Officials in Russia’s Far Eastern republic of Sakha (Yakutia) have failed to meet quotas on recruitment of military volunteers for the war in Ukraine set by the Kremlin, according to leaked recordings of closed-door government meetings published by the Free Yakutia Foundation anti-war movement.
Sakha’s military recruitment head Alexander Avdonin said the republic recruited the lowest number of volunteers of all regions in Russia’s Far Eastern Military District after some of its uluses (districts) severely underperformed.
In the region’s Aldanskiy district, Avdonin said, officials managed to recruit only 36 men by September despite being expected to send 176 soldiers to the frontlines by the end of this year. Only 34 of 143 spots were filled in the Lenskiy district.
“The Defense Ministry and Dmitry Anatolyevich Medvedev — who monitors this all the time, daily — are already asking questions,” Avdonin said in a video recorded in September.

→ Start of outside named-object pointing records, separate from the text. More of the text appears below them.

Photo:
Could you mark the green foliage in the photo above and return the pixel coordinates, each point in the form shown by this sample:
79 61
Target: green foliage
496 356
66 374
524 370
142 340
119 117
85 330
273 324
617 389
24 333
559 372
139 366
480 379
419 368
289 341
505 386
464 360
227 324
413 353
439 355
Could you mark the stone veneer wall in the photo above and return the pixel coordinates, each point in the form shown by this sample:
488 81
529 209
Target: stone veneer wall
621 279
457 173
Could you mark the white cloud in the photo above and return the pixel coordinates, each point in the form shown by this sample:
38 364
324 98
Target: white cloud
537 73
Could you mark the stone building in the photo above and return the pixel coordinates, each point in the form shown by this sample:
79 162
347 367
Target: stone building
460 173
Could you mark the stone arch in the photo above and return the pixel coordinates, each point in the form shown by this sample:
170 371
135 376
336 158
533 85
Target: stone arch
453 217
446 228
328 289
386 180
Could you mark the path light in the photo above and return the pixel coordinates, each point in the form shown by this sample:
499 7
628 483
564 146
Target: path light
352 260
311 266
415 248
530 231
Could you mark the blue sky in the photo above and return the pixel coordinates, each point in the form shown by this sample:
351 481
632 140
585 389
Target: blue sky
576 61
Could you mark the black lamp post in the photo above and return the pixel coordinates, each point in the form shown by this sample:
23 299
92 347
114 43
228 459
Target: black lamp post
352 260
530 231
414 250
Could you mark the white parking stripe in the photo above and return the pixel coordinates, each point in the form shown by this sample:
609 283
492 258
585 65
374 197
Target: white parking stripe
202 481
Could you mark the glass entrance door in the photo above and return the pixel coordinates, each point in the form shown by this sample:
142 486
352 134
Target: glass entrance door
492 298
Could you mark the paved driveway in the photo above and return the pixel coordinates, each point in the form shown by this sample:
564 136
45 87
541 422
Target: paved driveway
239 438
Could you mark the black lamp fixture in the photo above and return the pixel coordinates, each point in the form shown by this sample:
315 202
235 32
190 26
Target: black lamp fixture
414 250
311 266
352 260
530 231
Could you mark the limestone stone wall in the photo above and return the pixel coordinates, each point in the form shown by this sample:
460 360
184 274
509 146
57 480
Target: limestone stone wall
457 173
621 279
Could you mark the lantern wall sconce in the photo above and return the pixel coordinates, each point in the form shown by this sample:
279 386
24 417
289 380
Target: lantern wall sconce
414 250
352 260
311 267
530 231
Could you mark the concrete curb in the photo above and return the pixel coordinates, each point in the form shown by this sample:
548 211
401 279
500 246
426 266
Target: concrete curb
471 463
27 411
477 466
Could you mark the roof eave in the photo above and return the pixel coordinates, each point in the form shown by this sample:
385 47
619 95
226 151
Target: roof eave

Medvedev, the former Russian president who now serves as deputy head of Russia’s Security Council, now oversees the recruitment of volunteers for the Russian military.
“We have the lowest percentage [of recruits]…so there will be some repercussions,” Avdonin added, while calling on ulus heads to develop individual recruitment plans and accelerate their efforts.
In another video published by Free Yakutia, Avdonin said Sakha will only be able to fulfill the yearly recruitment plan drawn up by the Kremlin by 80%, meaning the remainder will be added to the republic’s 2024 quota.
“No one will take this task away from us, we have to work, we have to send people [to the war] because it is not over,” Avdonin can be seen saying in the video.
“It might look like they are saying that the counterattacks have stopped [and] it might seem that things have become easier there at the frontlines. [But] it’s not any easier. Boys are dying in the trenches every day,” Avdonin added.
Russian officials have repeatedly assured the public that the Kremlin has no plans to mobilize reserves to aid its invasion of neighboring Ukraine. Instead, the government has been banking on enlistment of military volunteers.
At least 332 residents of Sakha — a republic with a total population of 997,000 — have been killed in Ukraine since the start of the war in February 2022, according to a tally by the independent Mediazona news website and the BBC’s Russian service.